Prison leave should not be seen as a ‘privilege’. As stated above, in most modern nations, it is no longer seen as being a purely behavioural tool. It is true that most legal systems contain provisions which state that inmates ‘may’ or ‘can’ be granted prison leave. The ECtHR has itself ruled several times that by using the word ‘can’ does not mean that the authority or judge has full discretionary power ( Lambourdière v. France, 2 Aug. 2000, n° 37387/97 and Camps n. France, 23 Nov. 1999, n° 42401/98). It has been argued numerous times (e.g. in Herzog-Evans, 2012), that such legal provisions should be interpreted reasonably.
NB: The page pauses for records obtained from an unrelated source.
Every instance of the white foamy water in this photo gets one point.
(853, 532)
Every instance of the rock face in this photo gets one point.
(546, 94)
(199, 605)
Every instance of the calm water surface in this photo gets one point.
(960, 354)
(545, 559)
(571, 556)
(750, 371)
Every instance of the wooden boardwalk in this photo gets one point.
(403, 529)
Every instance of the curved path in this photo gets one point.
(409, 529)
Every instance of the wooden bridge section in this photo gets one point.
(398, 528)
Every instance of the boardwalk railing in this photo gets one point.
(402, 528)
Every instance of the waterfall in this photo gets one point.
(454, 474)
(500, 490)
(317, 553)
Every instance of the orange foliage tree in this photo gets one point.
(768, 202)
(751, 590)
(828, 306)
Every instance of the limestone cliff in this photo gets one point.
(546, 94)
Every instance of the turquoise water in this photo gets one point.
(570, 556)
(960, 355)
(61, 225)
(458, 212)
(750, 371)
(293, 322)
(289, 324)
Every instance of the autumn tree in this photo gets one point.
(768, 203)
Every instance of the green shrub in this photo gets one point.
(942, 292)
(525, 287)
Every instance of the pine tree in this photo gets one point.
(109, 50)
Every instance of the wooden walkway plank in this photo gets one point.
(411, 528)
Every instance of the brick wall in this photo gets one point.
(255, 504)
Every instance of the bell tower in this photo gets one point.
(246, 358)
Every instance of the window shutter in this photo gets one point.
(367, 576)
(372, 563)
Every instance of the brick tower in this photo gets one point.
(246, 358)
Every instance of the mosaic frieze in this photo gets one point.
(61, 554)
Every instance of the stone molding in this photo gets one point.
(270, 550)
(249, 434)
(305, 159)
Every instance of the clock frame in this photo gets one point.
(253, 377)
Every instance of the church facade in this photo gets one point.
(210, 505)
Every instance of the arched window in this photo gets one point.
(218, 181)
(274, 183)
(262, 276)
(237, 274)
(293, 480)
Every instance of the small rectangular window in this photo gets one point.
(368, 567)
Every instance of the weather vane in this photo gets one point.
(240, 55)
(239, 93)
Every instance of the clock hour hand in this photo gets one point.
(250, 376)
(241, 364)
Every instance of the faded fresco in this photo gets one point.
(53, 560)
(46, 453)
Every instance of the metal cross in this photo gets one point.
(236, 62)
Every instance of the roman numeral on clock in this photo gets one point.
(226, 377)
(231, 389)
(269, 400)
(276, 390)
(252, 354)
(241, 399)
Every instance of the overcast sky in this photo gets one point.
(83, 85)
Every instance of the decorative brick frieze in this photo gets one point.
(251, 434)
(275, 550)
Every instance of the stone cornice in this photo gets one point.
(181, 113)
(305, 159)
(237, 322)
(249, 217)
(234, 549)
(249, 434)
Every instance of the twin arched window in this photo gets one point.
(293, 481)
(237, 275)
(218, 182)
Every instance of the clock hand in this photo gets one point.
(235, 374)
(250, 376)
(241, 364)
Indeed when the law states that an offender ‘can’ be released or granted prison leave, it does not imply that he has an absolute right to either. Conversely, it does not mean that once all legal conditions and requirements are met, the court or governing authority can still deny the offender’s application simply ‘because it can’. One should not confuse discretion with whim. According to a fairer interpretation, when a legal system uses the verb ‘can’, it means that once all legal requirements are met – and this should include the protection of the public – then the authority or court should grant release or prison leave. In other words, even when ‘can’ is used, there is indeed a right to prison leave once its conditions are met.

According to the Grand Chamber, however, there is no such thing as a European principle of ‘reintegration’. The court only refers to the conventions and protocols, without mentioning recommendations. Recommendations may be deemed as being mere ‘soft law’; nonetheless, they do represent a consensus between European countries. Precisely, and to quote only a few, the European Prison Rules (2006, preamble), the European Probation Rules (2010, section 2), and Recommendation (2003)22 (preamble) all refer to reintegration as being a fundamental principle. In other words there is indeed a consensus amongst European member states relating to the importance of reintegration.

Finally, one must look at the bigger picture: the right to a fair trial as laid out in Art. 6, is not only a humanitarian procedural luxury that Western countries can afford.  Fair trial is first and foremost the mark of a democracy. In most modern democracies, the right to a fair trial conquers more and more legal territories. In France, for instance, it now applies to disciplinary sanctions, solitary confinement decision-making, release, recall, and other sanctions. Besides, from the criminological viewpoint, Art.6 is an essential component of the legitimacy of justice. As empirical studies have shown (Tyler, 1990; Tyler and Huo, 2002) it fosters compliance (Liebling, 2007) – probably substantive compliance as opposed to instrumental compliance (Robinson and McNeill, 2008) – in other words it is essential to grant leave from prison in order to prevent reoffending.